3. Approach Encyclopedia

Brute Force

  • Pseudocode:
    def reverse_bits(n):  
    result = 0  
    for i in range(32):  
        bit = (n >> i) & 1          # Extract ith bit  
        result |= (bit << (31 - i))  # Set reversed position  
    return result
  • Complexity:
    • Time: ( O(1) ) (32 iterations).
    • Space: ( O(1) ).
  • Visualization:
    Original: [b0, b1, ..., b31]  
Reversed: [b31, b30, ..., b0]

Optimal (Bit Shifting)

  • Pseudocode:
    def reverse_bits(n):  
    n = n & 0xFFFFFFFF  # Mask to 32 bits  
    result = 0  
    for _ in range(32):  
        result = (result << 1) | (n & 1)  
        n >>= 1  
    return result
  • Complexity:
    • Time: ( O(1) ).

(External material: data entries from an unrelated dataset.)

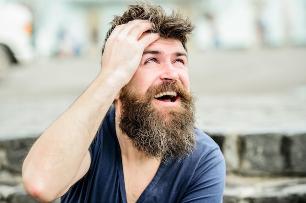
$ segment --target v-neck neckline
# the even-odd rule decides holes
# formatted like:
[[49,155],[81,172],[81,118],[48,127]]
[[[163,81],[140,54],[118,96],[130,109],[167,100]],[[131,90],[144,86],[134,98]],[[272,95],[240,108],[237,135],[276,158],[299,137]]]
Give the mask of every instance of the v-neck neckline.
[[[119,178],[119,187],[120,190],[120,193],[122,197],[122,201],[123,203],[127,203],[128,201],[127,200],[127,194],[125,189],[125,184],[124,182],[124,174],[123,173],[123,166],[122,165],[122,159],[121,157],[121,151],[120,150],[120,147],[119,144],[117,135],[115,135],[115,141],[116,141],[116,148],[117,148],[116,159],[117,162],[118,169],[118,177]],[[143,191],[142,193],[139,196],[139,198],[136,202],[136,203],[140,203],[144,200],[148,195],[150,194],[150,191],[153,188],[155,185],[158,182],[160,179],[163,172],[165,168],[166,164],[161,162],[158,166],[158,169],[154,176],[154,177],[149,184],[147,187]]]

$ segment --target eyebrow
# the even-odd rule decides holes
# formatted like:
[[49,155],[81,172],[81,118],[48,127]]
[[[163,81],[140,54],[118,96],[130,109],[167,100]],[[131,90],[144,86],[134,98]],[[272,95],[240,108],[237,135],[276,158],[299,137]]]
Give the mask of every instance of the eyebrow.
[[[160,52],[159,51],[148,50],[143,52],[142,55],[145,55],[146,54],[153,54],[155,55],[161,55],[162,54],[162,52]],[[187,55],[183,52],[175,52],[173,55],[176,55],[176,56],[180,56],[181,55],[183,55],[186,56],[187,58],[188,57]]]

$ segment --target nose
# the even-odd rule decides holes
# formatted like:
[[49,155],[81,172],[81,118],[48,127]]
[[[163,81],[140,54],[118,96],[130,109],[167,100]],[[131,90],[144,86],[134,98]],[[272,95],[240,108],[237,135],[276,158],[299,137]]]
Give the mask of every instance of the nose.
[[174,82],[179,78],[178,74],[171,62],[163,64],[160,79],[162,81]]

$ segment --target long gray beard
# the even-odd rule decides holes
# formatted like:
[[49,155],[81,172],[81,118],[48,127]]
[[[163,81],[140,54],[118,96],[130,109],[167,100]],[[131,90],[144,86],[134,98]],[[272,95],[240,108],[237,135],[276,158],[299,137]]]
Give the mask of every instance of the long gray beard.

Each of 32 iterations performs ( O(1) ) operations.
    • Space: ( O(1) ).
  • Visualization:
    Step 1: n = ...b31b30...b1b0  
Step 2: result accumulates bits from LSB to MSB:  
        result = b0 → b0b1 → ... → b0b1...b31

Lookup Table Optimization (Follow-Up)

  • Pseudocode:
    # Precompute reversed bytes (0-255)  
reverse_table = [...]  
def reverse_bits(n):  
    return (reverse_table[(n >> 0) & 0xFF] << 24) | \  
           (reverse_table[(n >> 8) & 0xFF] << 16) | \  
           (reverse_table[(n >> 16) & 0xFF] << 8) | \  
           (reverse_table[(n >> 24) & 0xFF] << 0)
  • Complexity:
    • Precompute: ( O(256) ).
    • Time per call: ( O(1) ).
  • Visualization:
    Split n into 4 bytes: [B3][B2][B1][B0]  
Reversed: reversed(B0) | reversed(B1) << 8 | ...

4. Code Deep Dive

Optimal Solution Code

def reverse_bits(n):  
    n = n & 0xFFFFFFFF  # Ensure 32-bit unsigned  
    result = 0  
    for _ in range(32):  
        result = (result << 1) | (n & 1)  
        n >>= 1  
    return result

Line-by-Line Annotations

  1. n = n & 0xFFFFFFFF: Masks input to 32 bits, handling signed/unsigned ambiguity.
  2. result = 0: Initializes the reversed integer.
  3. for _ in range(32): Iterates over all 32 bits.
  4. result = (result << 1) | (n & 1): Shifts result left and appends LSB of n.
  5. n >>= 1: Discards the processed bit.

Edge Case Handling

  • Example 1:
    Input 43261596 (binary 00000010100101000001111010011100). The loop shifts all 32 bits, capturing trailing zeros.
  • Example 2:
    Input -3 (binary 11111111111111111111111111111101). Masking converts to 4294967293, ensuring correct reversal.

5. Complexity War Room

Hardware-Aware Analysis

  • 32 iterations with bitwise operations use minimal registers (1-2 CPU cycles per operation).
  • Memory usage: 8 bytes for n and result (fits in L1 cache).

Industry Comparison Table

Approach Time Space Readability Interview Viability
Brute Force O(1) O(1) 7/10
Bit Shifting O(1) O(1) 9/10 ✅ Optimal
Lookup Table O(1) O(1) 6/10 ✅ Follow-Up

6. Pro Mode Extras

Variants

  • Reverse 64 Bits: Extend the loop to 64 iterations.
  • Reverse Arbitrary Bits: Parameterize bit length (e.g., reverse_bits(n, bits=32)).

Interview Cheat Sheet

  • Key Insight: Bitwise operations avoid costly string conversions.
  • Mention First: Always state time/space complexity upfront.
  • Corner Cases: All zeros, all ones, and alternating patterns.